This means that the process will sleep until it is waken by the process, which holds the latch and will not burn any CPU. When I first discovered that waiting on a latch is not active CPU spinning but just sleeping, it was a bit of a revelation to me that it works like this. I felt like someone who had just realized that the Earth is round and not flat!

The latch holder notifies the waiters (sleepers) by setting the semaphore value using: semctl(196610, 33, IPC_64|SETVAL, 0xbfd5774c) = 0 <0.001000>

At which point the waiter finally (after waiting for 207 seconds here) gets the latch: semop(196610, , 1) = 0 <207.309000>

In relation to the comparison of latches with secretaries answering phones, this is like if the secretaries got a list of all callers that called while the phone was busy and called them back after finishing with another call, so the callers would not just waste time (CPU) by obsessively redialing.

All this is good because latch waiting doesn’t waste CPU while waiting on latch free would be decreased. (Processes will not have to finish their sleep or spin_count before realizing the latch is actually free.) However, it is best if we decrease the chances of even hitting a latch-free contention, i.e. minimizing the chances of one process waiting for another to finish work on something that is protected by the latch. This is where mutexes come into the game.

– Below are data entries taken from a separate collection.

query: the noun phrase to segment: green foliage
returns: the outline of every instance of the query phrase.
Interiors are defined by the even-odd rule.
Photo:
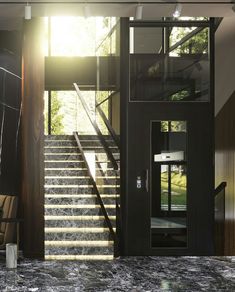
[[[51,134],[63,134],[63,115],[60,114],[61,102],[58,99],[57,92],[51,94]],[[48,112],[45,114],[45,133],[48,134]]]
[[[63,115],[60,114],[61,102],[56,92],[52,92],[51,98],[51,134],[63,134]]]
[[[183,100],[189,95],[187,90],[181,90],[173,95],[171,95],[171,100],[177,101],[177,100]]]
[[[171,45],[182,40],[186,35],[195,30],[196,28],[174,28],[173,33],[170,36]],[[176,48],[173,54],[205,54],[208,52],[208,29],[205,28],[188,41],[183,43],[181,46]]]
[[[161,132],[186,132],[184,121],[161,121]]]
[[[186,205],[186,174],[176,171],[171,174],[172,205]],[[161,174],[161,204],[168,204],[168,172]]]

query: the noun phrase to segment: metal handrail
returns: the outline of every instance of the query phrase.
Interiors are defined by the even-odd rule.
[[[104,43],[104,41],[106,41],[106,39],[108,38],[108,37],[110,37],[112,34],[113,34],[113,32],[115,31],[115,29],[116,29],[116,27],[117,27],[117,25],[119,24],[119,21],[117,21],[116,23],[115,23],[115,25],[110,29],[110,31],[106,34],[106,36],[101,40],[101,42],[99,43],[99,45],[96,47],[96,49],[95,49],[95,51],[97,52],[98,50],[99,50],[99,48],[103,45],[103,43]]]
[[[109,120],[106,118],[106,115],[103,112],[103,110],[100,107],[97,107],[97,111],[100,114],[100,117],[102,118],[102,120],[103,120],[105,126],[107,127],[110,135],[112,136],[116,146],[118,147],[118,150],[120,151],[120,139],[119,139],[119,137],[115,133],[115,131],[114,131],[113,127],[111,126]]]
[[[214,196],[216,197],[220,192],[222,192],[223,190],[225,190],[226,186],[227,186],[227,183],[225,181],[223,181],[222,183],[220,183],[218,185],[218,187],[214,191]]]
[[[103,99],[101,102],[97,103],[95,106],[99,107],[101,106],[101,104],[103,104],[104,102],[106,102],[107,100],[109,100],[110,98],[112,98],[118,91],[113,91],[108,97],[106,97],[105,99]]]
[[[177,49],[179,46],[183,45],[184,43],[186,43],[193,36],[197,35],[199,32],[203,31],[204,29],[205,29],[204,27],[198,27],[194,29],[193,31],[191,31],[190,33],[188,33],[187,35],[185,35],[180,41],[178,41],[177,43],[175,43],[169,48],[169,53],[174,51],[175,49]]]
[[[103,135],[102,135],[102,133],[101,133],[96,121],[94,121],[91,118],[90,110],[89,110],[89,108],[88,108],[88,106],[86,104],[85,99],[83,98],[83,96],[81,94],[81,91],[80,91],[78,85],[76,83],[74,83],[73,85],[74,85],[74,87],[76,89],[78,97],[81,100],[82,106],[83,106],[83,108],[84,108],[84,110],[85,110],[85,112],[86,112],[86,114],[87,114],[87,116],[88,116],[88,118],[89,118],[89,120],[90,120],[90,122],[91,122],[91,124],[92,124],[92,126],[93,126],[93,128],[94,128],[94,130],[95,130],[95,132],[96,132],[96,134],[97,134],[97,136],[99,138],[99,140],[100,140],[100,142],[101,142],[101,144],[103,145],[104,150],[105,150],[109,160],[111,161],[111,163],[113,165],[114,170],[118,170],[118,164],[117,164],[117,162],[116,162],[116,160],[115,160],[115,158],[113,156],[113,153],[110,151],[109,146],[108,146],[106,140],[104,139],[104,137],[103,137]]]
[[[101,210],[102,210],[102,212],[103,212],[103,215],[104,215],[105,221],[106,221],[106,223],[107,223],[107,226],[108,226],[108,228],[109,228],[109,231],[110,231],[110,234],[111,234],[111,236],[112,236],[112,239],[113,239],[114,243],[117,243],[117,236],[116,236],[116,233],[114,232],[114,229],[113,229],[112,223],[111,223],[111,221],[110,221],[110,219],[109,219],[109,216],[108,216],[108,213],[107,213],[107,211],[106,211],[106,209],[105,209],[104,202],[103,202],[103,200],[102,200],[102,198],[101,198],[101,196],[100,196],[100,192],[99,192],[99,190],[98,190],[98,188],[97,188],[97,185],[96,185],[96,182],[95,182],[95,180],[94,180],[94,178],[93,178],[93,176],[92,176],[92,172],[91,172],[91,170],[90,170],[89,164],[88,164],[87,159],[86,159],[86,156],[85,156],[85,154],[84,154],[84,150],[83,150],[82,145],[81,145],[81,142],[80,142],[80,140],[79,140],[78,133],[77,133],[77,132],[74,132],[73,134],[74,134],[74,137],[75,137],[75,139],[76,139],[76,142],[77,142],[78,148],[79,148],[79,150],[80,150],[80,152],[81,152],[81,155],[82,155],[83,161],[85,162],[85,165],[86,165],[86,168],[87,168],[87,172],[88,172],[88,174],[89,174],[89,176],[90,176],[91,183],[92,183],[93,188],[94,188],[94,191],[95,191],[95,193],[96,193],[96,195],[97,195],[97,198],[98,198],[98,201],[99,201],[99,204],[100,204]]]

Going back again to the office example with the secretaries, mutexes are like giving all employees their own phone and removing the secretary, which had become a bottleneck. This would mean that a caller would get a busy signal only if the called person is busy talking (in our example decreasing the chance of getting a busy signal 10 fold).

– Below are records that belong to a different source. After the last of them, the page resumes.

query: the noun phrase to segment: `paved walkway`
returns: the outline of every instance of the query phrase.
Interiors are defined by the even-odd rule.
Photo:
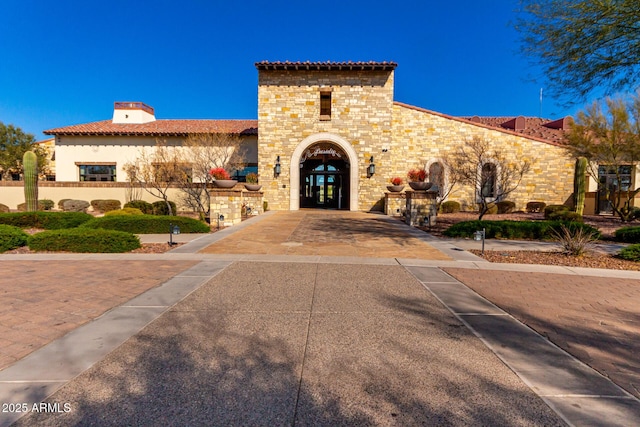
[[[591,294],[594,278],[608,277],[616,284],[633,279],[626,288],[610,287],[607,298],[627,298],[630,310],[619,310],[608,320],[628,327],[627,335],[616,334],[616,340],[638,341],[632,323],[639,318],[634,311],[640,306],[637,272],[489,264],[395,220],[388,222],[394,227],[385,236],[389,240],[378,241],[381,251],[389,244],[402,246],[402,240],[410,247],[403,248],[405,257],[379,257],[382,252],[365,249],[375,240],[375,232],[368,230],[387,224],[385,217],[355,214],[360,226],[350,231],[350,213],[328,213],[335,215],[329,222],[314,211],[291,213],[290,220],[278,218],[281,214],[287,216],[261,215],[163,255],[0,255],[3,269],[19,261],[37,266],[20,274],[25,282],[36,271],[44,275],[52,266],[64,270],[79,262],[96,269],[94,284],[112,285],[118,277],[114,272],[120,271],[147,277],[136,276],[139,265],[126,262],[149,263],[150,270],[172,262],[177,269],[175,276],[154,276],[162,282],[160,276],[167,273],[162,285],[150,285],[140,296],[1,370],[0,402],[28,404],[30,414],[18,425],[640,423],[640,402],[631,393],[462,283],[491,288],[491,277],[504,278],[496,289],[509,295],[510,288],[524,292],[532,272],[539,274],[536,283],[550,288],[571,278],[575,288],[562,297],[571,301],[581,295],[577,304],[584,305],[591,304],[584,295]],[[312,220],[305,221],[307,216]],[[352,253],[325,252],[335,234],[319,224],[331,223],[354,236]],[[273,246],[285,247],[286,253],[271,251],[268,242],[258,253],[207,253],[211,245],[232,247],[238,236],[252,239],[269,227],[280,236]],[[300,245],[282,245],[286,242]],[[314,248],[311,254],[288,252],[305,246]],[[428,259],[432,255],[436,259]],[[447,268],[456,270],[447,274]],[[1,280],[0,286],[6,285]],[[546,307],[537,318],[565,337],[564,327],[576,322],[573,316],[580,310],[554,307],[550,302],[559,295],[538,290],[526,294],[524,308],[513,303],[513,295],[506,303],[489,298],[516,317],[528,305],[533,307],[529,313]],[[38,298],[47,300],[46,294]],[[617,301],[611,304],[618,306]],[[606,305],[592,307],[587,318],[598,316]],[[596,343],[609,338],[606,330],[589,336]],[[593,360],[607,357],[607,352],[592,354]],[[637,353],[633,357],[637,361]],[[616,381],[630,389],[624,379]],[[49,412],[33,413],[29,405],[47,396]],[[19,415],[0,413],[0,426]]]

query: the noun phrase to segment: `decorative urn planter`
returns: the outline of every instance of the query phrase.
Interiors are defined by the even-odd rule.
[[[404,188],[404,185],[387,185],[387,190],[391,193],[399,193]]]
[[[233,188],[238,183],[235,179],[216,179],[213,185],[218,188]]]
[[[433,182],[426,181],[409,181],[409,187],[415,191],[426,191],[431,188]]]
[[[245,184],[244,188],[246,188],[249,191],[258,191],[262,188],[262,185],[260,184]]]

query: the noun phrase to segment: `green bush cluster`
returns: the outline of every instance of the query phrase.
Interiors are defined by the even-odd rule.
[[[0,213],[6,213],[9,211],[11,211],[11,209],[9,209],[9,206],[3,205],[2,203],[0,203]]]
[[[442,213],[456,213],[460,212],[460,203],[454,200],[447,200],[440,205]]]
[[[149,202],[145,202],[144,200],[132,200],[125,203],[123,207],[140,209],[143,214],[147,215],[153,214],[153,205]]]
[[[104,216],[116,216],[116,215],[143,215],[140,209],[136,208],[122,208],[115,211],[109,211]]]
[[[577,221],[582,222],[582,215],[569,210],[566,205],[549,205],[544,208],[544,218],[550,221]]]
[[[444,231],[448,237],[473,237],[473,233],[485,229],[485,237],[500,239],[547,239],[554,238],[554,231],[562,225],[570,231],[581,229],[593,233],[594,238],[600,238],[598,229],[581,222],[562,221],[463,221],[452,225]]]
[[[621,249],[618,257],[629,261],[640,261],[640,243]]]
[[[182,216],[155,215],[112,215],[93,218],[82,225],[82,228],[104,228],[108,230],[127,231],[135,234],[169,233],[169,224],[180,227],[181,233],[208,233],[209,226],[201,221]]]
[[[120,200],[116,199],[96,199],[91,201],[91,207],[94,211],[109,212],[120,209]]]
[[[175,215],[178,211],[176,209],[176,204],[172,201],[169,201],[171,205],[171,212]],[[154,215],[169,215],[169,208],[164,200],[159,200],[157,202],[153,202],[151,204],[153,206],[153,214]]]
[[[0,253],[26,245],[28,238],[19,227],[0,224]]]
[[[28,244],[34,251],[121,253],[139,248],[140,239],[123,231],[74,228],[34,234]]]
[[[502,200],[496,203],[498,214],[508,214],[516,210],[516,204],[509,200]]]
[[[10,212],[0,213],[0,224],[57,230],[78,227],[91,218],[84,212]]]
[[[539,213],[543,212],[546,206],[547,204],[545,202],[528,202],[526,209],[529,213]]]
[[[49,199],[38,200],[38,210],[50,211],[51,209],[53,209],[54,206],[55,206],[55,203],[53,203],[53,200],[49,200]]]
[[[622,227],[614,233],[616,240],[626,243],[640,243],[640,227]]]

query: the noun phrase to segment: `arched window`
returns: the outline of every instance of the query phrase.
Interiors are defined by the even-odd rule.
[[[444,166],[440,162],[433,162],[429,166],[429,181],[438,186],[438,196],[444,193]]]
[[[482,197],[496,197],[496,181],[498,179],[498,171],[493,163],[485,163],[482,165],[480,176],[480,195]]]

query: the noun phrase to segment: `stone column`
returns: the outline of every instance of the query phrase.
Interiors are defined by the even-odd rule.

In the Oracle world, this is not implemented for all resources that need to be protected because it would become an overhead in memory usage. (Think of having additional 100-200 bytes allocated to a mutex for each block in the buffer cache if, for example, it were used for protecting block buffers.)

From 10g on, I noticed it being used for preventing cursors in the shared pool being parsed and executed. In theory we should rarely see contention on mutexes since as mentioned above, the chances of asking for a mutex that is already being used should be much smaller – think of massively re-executing the same SQL over and over in many sessions in parallel.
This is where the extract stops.